Inilah keadaan banyak orang, mengikuti keadaan orang lain. Karena itu, kita melihat banyak sifat-sifat buruk dan perbuatan-perbuatan rendah yang terjadi di tengah masyarkat dikarenakan sifat ikut-ikutan ini. Wajib bagi seseorang untuk meneguhkan dirinya dengan bimbingan syariat. Ia menjadi seorang yang menasihati dirinya sendiri dan bertakwa kepada Rabnya. Dan hendaknya dia sangat mewaspadai agar tidak mengikuti arus. Mengikuti kebanyakan orang dalam sifat dan perbautan mereka yang bertentangan dengan bimbingan syariat Allah Jalla fi Ula.

Ayyuhal mukminun,

Dalam permasalahan ini, ulama dan imam kita yang senantiasa menasihati, Abdul Aziz bin Abdullah bin Baz mengatakan, “Jangan sampai seseorang terpengaruh dengan banyak orang. Sehingga ia mengatakan, ‘Sesungguhnya orang-orang menempuh yang demikian dan menghindari yang demikian, aku berada bersama mereka’. Karena yang demikian telah membinasakan banyak orang-orang terdahulu. Tapi hendaknya -saudaraku yang cerdas- Anda amati dan renungkan dengan hati Anda. Dan berpeganglah dengan kebenaran, walaupun kebenaran itu banyak ditinggalkan orang. Yang benar adalah dengan berpegang teguh dengna mengikuti Alquran dan sunnah Rasul. Allah Ta’ala berfirman,

{وَإِنْ تُطِعْ أَكْثَرَ مَنْ فِي الْأَرْضِ يُضِلُّوكَ عَنْ سَبِيلِ اللَّهِ }

“Jika kalian mengikuti kebanyakan orang, maka mereka akan menyesatkan kalian dari jalan Allah.” (QS. Al-An’am: 116).

Allah Ta’ala juga berfirman,

{وَمَا أَكْثَرُ النَّاسِ وَلَوْ حَرَصَْ بِمُؤْمِنِينَ }

“Dan sebahagian besar manusia tidak akan beriman — walaupun kamu sangat menginginkannya.” (QS. Yusuf: 103)

Para ulama salaf mengatakan, “Janganlah engkau bersikap zuhud (merasa tidak butuh) dengan kebenaran, karena sedikitnya orang-orang yang menempuhnya.

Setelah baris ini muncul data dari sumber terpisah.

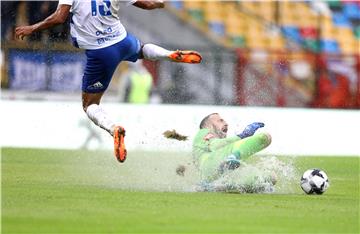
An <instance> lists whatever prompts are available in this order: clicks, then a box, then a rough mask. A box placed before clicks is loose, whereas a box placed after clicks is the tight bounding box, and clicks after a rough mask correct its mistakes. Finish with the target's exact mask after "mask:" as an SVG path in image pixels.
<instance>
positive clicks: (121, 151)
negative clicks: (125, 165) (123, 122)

Dan jangan tertipu dengan kebatilan karena banyaknya orang-orang binasa (yang melakukannya).”

Kita memohon kepada Allah ‘Azza wa Jalla, agar Dia memberi kita semua kemanfaatan dan memperbaiki keadaan kita semua. Semoga Dia melindungi kita dari jalan-jalan kebinasaan. Dan memberi taufik kepada kita untuk menempuh jalan kebenaran dan petunjuk, dan istiqomah di atasnya. Karena taufik itu berada di tangan-Nya. Tidak ada sekutu bagi-Nya.